It’s Christmas in exactly 24 days and I’m actually looking forward to it.
In the past I never really got excited about it because I knew that Toni would be out with his friends celebrating and bitching bout me and I hated it.
But this year in happier in my self I still miss Toni but Ian is taking some of that away and hopefully it will just disappear sooner than later.
Also I really want Toni to see me with Ian and I want him to get jealous and think about me but I think that’s just a normal feeling when you start a new relationship and your not over your ex.
I know how much Ian likes me and it makes me feel bad as he says he loves me and misses me and really likes this or that and blah blah blah. But I can’t help the fact that he feels that way even tho he knows I still love Toni.
I know I’m leading him on by saying it back but how would he feel if I didn’t that would make me a even bigger bitch.
I guess iv started thinking more about how I feel about Ian since I saw a couple of pictures of his ex girlfriend. She is really pretty and like a size six and I’m a size 10 to 12 so he must think I’m massive compared to her.
Does that mean that I’m starting to care about him more to get jealous about her. I do Care about him just not as much as I cared about Toni.
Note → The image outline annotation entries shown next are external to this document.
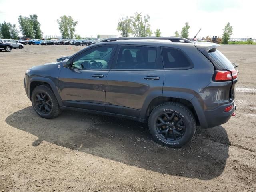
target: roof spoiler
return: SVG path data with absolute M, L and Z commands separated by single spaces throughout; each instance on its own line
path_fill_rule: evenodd
M 195 42 L 194 45 L 196 48 L 201 52 L 211 49 L 213 48 L 216 48 L 220 46 L 220 45 L 216 43 L 209 43 L 208 42 L 200 42 L 198 41 Z
M 181 37 L 121 37 L 119 38 L 109 38 L 105 39 L 99 42 L 109 42 L 110 41 L 116 41 L 118 40 L 147 40 L 147 39 L 155 39 L 155 40 L 169 40 L 172 42 L 184 42 L 192 43 L 193 42 L 184 38 Z

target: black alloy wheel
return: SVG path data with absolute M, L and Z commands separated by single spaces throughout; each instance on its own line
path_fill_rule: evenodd
M 36 108 L 40 112 L 44 114 L 48 114 L 52 111 L 52 101 L 46 93 L 38 93 L 36 95 L 35 101 Z
M 174 113 L 163 113 L 156 119 L 155 125 L 159 135 L 170 141 L 179 140 L 186 131 L 182 118 Z

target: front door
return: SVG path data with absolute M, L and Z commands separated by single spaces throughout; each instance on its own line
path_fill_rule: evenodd
M 19 45 L 17 42 L 14 40 L 12 40 L 12 39 L 10 39 L 10 40 L 11 42 L 11 44 L 12 45 L 12 46 L 14 48 L 18 48 Z
M 106 111 L 140 117 L 146 100 L 162 95 L 160 48 L 122 45 L 119 49 L 115 66 L 107 77 Z
M 59 77 L 62 100 L 66 106 L 105 111 L 106 78 L 112 60 L 114 45 L 86 49 L 71 59 Z

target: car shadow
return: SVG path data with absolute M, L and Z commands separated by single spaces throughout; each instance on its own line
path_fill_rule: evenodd
M 40 118 L 32 107 L 6 119 L 11 126 L 54 143 L 127 165 L 168 174 L 208 180 L 223 172 L 228 156 L 228 137 L 222 126 L 198 129 L 180 149 L 153 142 L 146 125 L 135 121 L 73 111 L 57 118 Z

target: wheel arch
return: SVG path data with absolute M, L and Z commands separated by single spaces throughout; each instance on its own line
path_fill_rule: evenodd
M 175 102 L 186 106 L 193 113 L 197 125 L 203 128 L 208 127 L 206 119 L 202 107 L 197 98 L 192 94 L 188 93 L 163 93 L 162 96 L 151 97 L 146 99 L 141 110 L 140 118 L 147 120 L 154 108 L 160 104 L 168 102 Z
M 64 105 L 61 100 L 59 92 L 53 82 L 50 79 L 44 77 L 35 77 L 32 78 L 30 80 L 28 87 L 29 87 L 28 95 L 29 95 L 30 100 L 31 100 L 31 95 L 33 90 L 37 86 L 44 84 L 48 85 L 50 86 L 57 98 L 60 106 L 64 106 Z

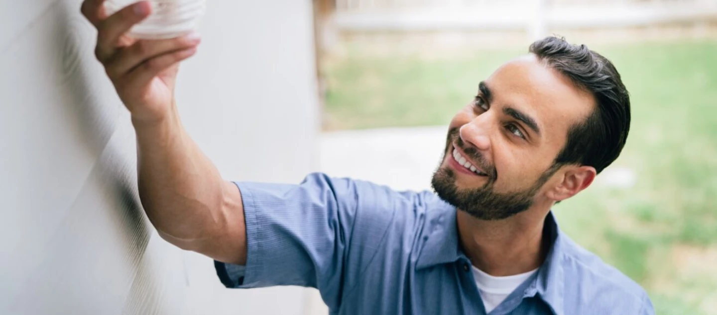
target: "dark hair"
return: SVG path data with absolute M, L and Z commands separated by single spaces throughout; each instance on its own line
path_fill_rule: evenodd
M 531 45 L 530 52 L 589 92 L 595 100 L 587 119 L 568 130 L 555 165 L 589 165 L 599 173 L 619 155 L 630 131 L 630 95 L 620 74 L 607 58 L 564 38 L 538 40 Z

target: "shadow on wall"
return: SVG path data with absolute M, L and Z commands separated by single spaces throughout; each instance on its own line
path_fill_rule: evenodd
M 73 157 L 58 152 L 43 158 L 54 160 L 49 162 L 54 168 L 68 168 L 82 185 L 77 195 L 68 196 L 72 200 L 70 209 L 29 209 L 35 212 L 30 215 L 36 216 L 32 222 L 42 220 L 39 217 L 44 211 L 61 213 L 61 218 L 52 223 L 52 231 L 39 231 L 37 239 L 20 241 L 15 246 L 17 253 L 12 257 L 32 258 L 22 253 L 25 246 L 35 247 L 32 251 L 40 253 L 40 257 L 14 271 L 19 274 L 11 278 L 16 283 L 5 284 L 12 289 L 8 288 L 8 304 L 0 304 L 0 313 L 116 314 L 121 310 L 125 314 L 179 314 L 189 285 L 181 252 L 151 237 L 151 227 L 137 192 L 133 130 L 94 57 L 96 31 L 80 14 L 80 3 L 55 1 L 21 34 L 33 38 L 18 37 L 11 44 L 52 49 L 38 54 L 46 60 L 27 55 L 20 56 L 19 62 L 51 66 L 43 73 L 26 74 L 37 79 L 33 93 L 53 95 L 50 105 L 63 107 L 55 110 L 66 114 L 50 118 L 64 120 L 53 124 L 77 129 L 72 134 L 80 137 L 75 140 L 79 141 L 66 145 L 70 150 L 86 152 L 94 164 L 75 170 Z M 65 141 L 54 137 L 32 140 L 41 141 L 43 146 L 46 141 Z M 87 175 L 85 170 L 89 170 L 87 178 L 77 178 Z M 39 191 L 33 194 L 42 196 L 47 195 L 43 189 L 54 188 L 39 185 L 37 189 Z M 14 228 L 31 231 L 39 226 L 23 224 L 21 221 Z M 24 232 L 28 233 L 34 233 Z

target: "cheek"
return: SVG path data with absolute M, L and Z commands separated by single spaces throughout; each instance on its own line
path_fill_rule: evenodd
M 460 128 L 461 126 L 470 122 L 475 117 L 475 114 L 473 112 L 473 105 L 469 105 L 460 110 L 455 116 L 453 116 L 453 119 L 450 121 L 450 127 L 451 128 Z

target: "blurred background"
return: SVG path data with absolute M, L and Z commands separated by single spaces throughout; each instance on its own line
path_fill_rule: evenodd
M 0 314 L 327 314 L 314 289 L 225 289 L 158 237 L 80 2 L 0 4 Z M 177 101 L 226 178 L 399 190 L 429 188 L 497 67 L 546 35 L 587 44 L 622 74 L 632 128 L 561 227 L 657 314 L 717 314 L 717 0 L 215 0 L 199 29 Z

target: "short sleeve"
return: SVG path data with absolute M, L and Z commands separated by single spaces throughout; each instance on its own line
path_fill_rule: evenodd
M 361 234 L 356 237 L 370 245 L 353 251 L 367 258 L 348 263 L 348 268 L 360 268 L 361 261 L 369 260 L 373 253 L 369 251 L 376 251 L 388 228 L 388 220 L 381 218 L 392 217 L 394 206 L 386 193 L 376 195 L 385 190 L 366 182 L 313 173 L 299 185 L 236 184 L 246 220 L 247 265 L 215 261 L 217 275 L 229 288 L 314 287 L 332 307 L 343 290 L 353 233 Z M 371 218 L 359 218 L 357 223 L 357 208 L 368 208 L 363 215 Z

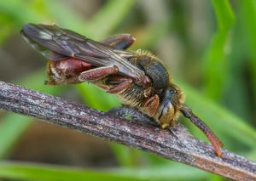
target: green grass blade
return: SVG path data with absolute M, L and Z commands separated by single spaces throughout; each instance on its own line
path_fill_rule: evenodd
M 206 93 L 212 99 L 218 99 L 227 76 L 227 55 L 230 48 L 230 32 L 235 21 L 235 15 L 228 0 L 212 1 L 218 30 L 212 39 L 206 54 L 205 85 Z
M 0 178 L 18 180 L 73 181 L 73 180 L 144 180 L 131 176 L 107 172 L 74 169 L 49 165 L 0 162 Z
M 135 0 L 106 2 L 101 10 L 90 20 L 90 30 L 94 32 L 96 38 L 102 38 L 119 25 L 136 3 Z
M 251 148 L 256 148 L 256 130 L 252 126 L 189 86 L 181 82 L 179 82 L 179 85 L 182 85 L 187 95 L 186 102 L 189 106 L 212 130 L 217 130 L 217 133 L 222 132 L 224 134 L 229 135 L 233 139 L 236 139 Z M 232 143 L 226 143 L 226 144 L 230 144 L 231 145 Z
M 246 37 L 249 42 L 247 48 L 249 54 L 249 70 L 252 74 L 252 87 L 253 88 L 254 103 L 256 103 L 256 2 L 253 0 L 244 0 L 240 2 L 241 16 L 243 17 L 243 27 L 246 31 Z

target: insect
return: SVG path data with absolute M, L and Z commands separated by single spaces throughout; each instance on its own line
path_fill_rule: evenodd
M 162 128 L 174 125 L 182 113 L 207 137 L 218 156 L 221 141 L 183 104 L 181 89 L 172 83 L 163 63 L 149 52 L 128 51 L 135 42 L 119 34 L 96 42 L 55 25 L 26 24 L 25 39 L 48 60 L 46 84 L 92 82 L 119 96 L 124 105 L 154 118 Z

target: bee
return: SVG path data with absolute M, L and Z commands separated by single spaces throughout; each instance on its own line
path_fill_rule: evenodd
M 183 103 L 182 90 L 172 82 L 162 61 L 148 51 L 127 50 L 136 41 L 131 35 L 96 42 L 55 25 L 34 24 L 25 25 L 21 34 L 48 59 L 46 84 L 94 83 L 118 94 L 125 105 L 153 118 L 163 129 L 172 127 L 182 113 L 221 157 L 223 144 Z

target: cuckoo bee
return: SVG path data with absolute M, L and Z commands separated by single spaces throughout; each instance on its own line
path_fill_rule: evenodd
M 163 63 L 149 52 L 127 50 L 134 37 L 119 34 L 96 42 L 55 25 L 34 24 L 25 25 L 21 34 L 48 59 L 46 84 L 92 82 L 118 94 L 124 105 L 152 117 L 162 128 L 173 126 L 182 113 L 206 134 L 221 156 L 221 141 L 183 104 L 183 93 Z

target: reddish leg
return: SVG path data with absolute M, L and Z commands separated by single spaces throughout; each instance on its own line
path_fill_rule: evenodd
M 107 84 L 111 86 L 111 88 L 107 91 L 108 93 L 121 93 L 130 88 L 130 86 L 132 84 L 132 80 L 130 78 L 115 76 L 108 80 Z
M 216 155 L 218 157 L 221 157 L 221 147 L 223 147 L 223 144 L 214 134 L 214 133 L 210 129 L 210 127 L 208 127 L 207 125 L 203 122 L 203 121 L 201 121 L 196 115 L 195 115 L 186 105 L 183 105 L 181 107 L 180 111 L 185 117 L 189 118 L 198 128 L 200 128 L 205 133 L 205 135 L 211 142 L 212 147 L 214 148 Z
M 118 72 L 118 68 L 115 66 L 103 66 L 83 71 L 79 79 L 81 82 L 84 81 L 97 81 L 102 79 L 111 74 Z
M 151 96 L 146 100 L 144 107 L 145 110 L 148 113 L 149 116 L 153 117 L 154 115 L 156 113 L 159 104 L 160 99 L 157 94 Z
M 136 38 L 130 34 L 118 34 L 108 37 L 101 42 L 113 47 L 114 49 L 127 49 L 136 41 Z

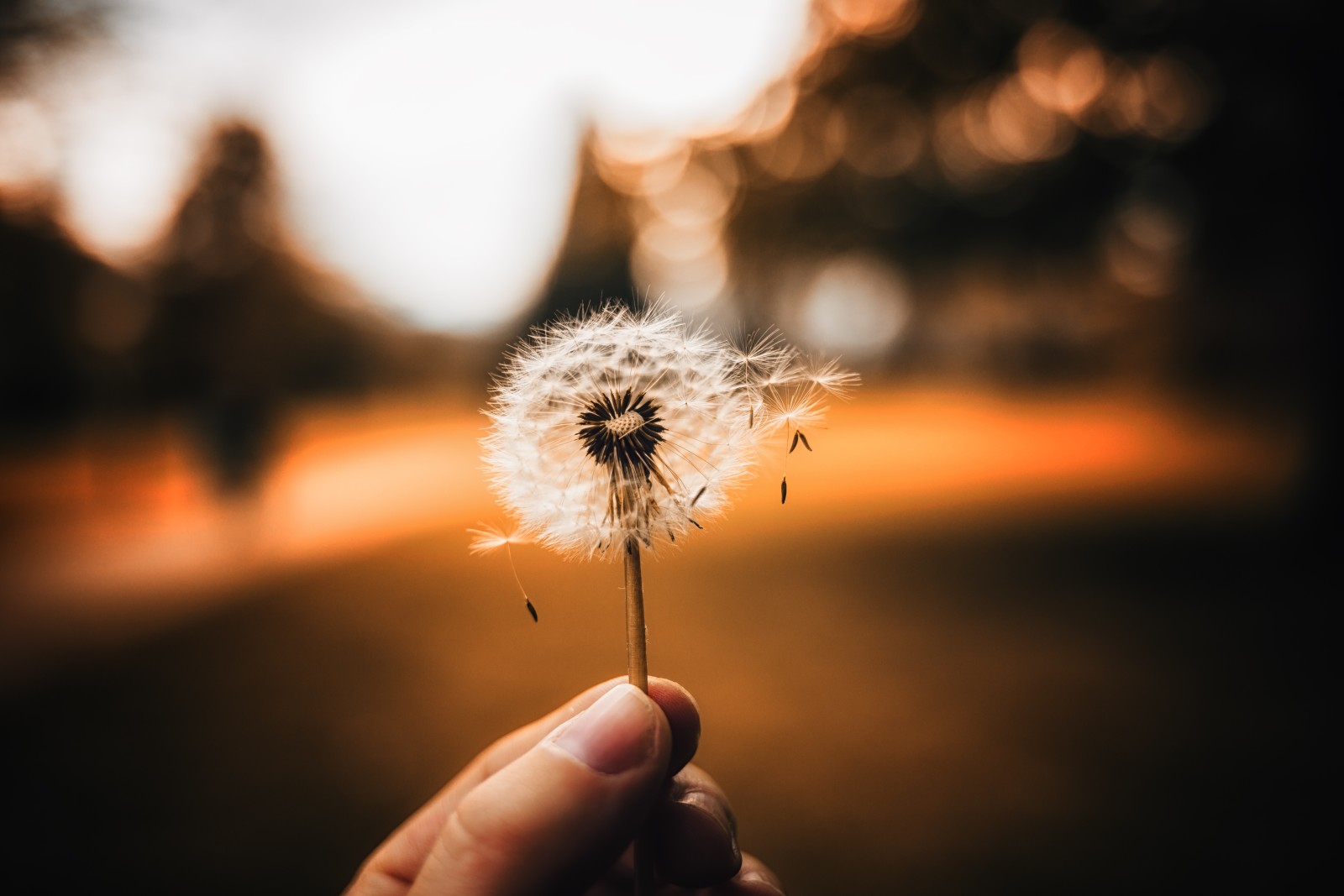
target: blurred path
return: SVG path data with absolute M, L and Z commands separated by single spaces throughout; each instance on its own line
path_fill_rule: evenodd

The thing is tho me and Toni had something soooo special and I wanted to marry him and have kids with, him I even wanted to grow old with him but I don’t feel like that with Ian.
He talks about the future and I can’t see what he can he says we will be together for years and he thinks we will get married and have kids but I dunno.
I guess I want him to spoil me like Toni did its like I would get my fags brought for me and when we went town I would always come home with something new every time.
But when I go town with Ian he asks if there’s anything I want for Christmas but he doesn’t just offer to buy me if.
It’s like in the past I would say no no its ok when Toni offered to buy me it and he would buy it anyways.
But when Ian goes do you want me to buy you a top for Christmas I will say no no its ok and then he goes ok then.
And that’s not what I’m looking for.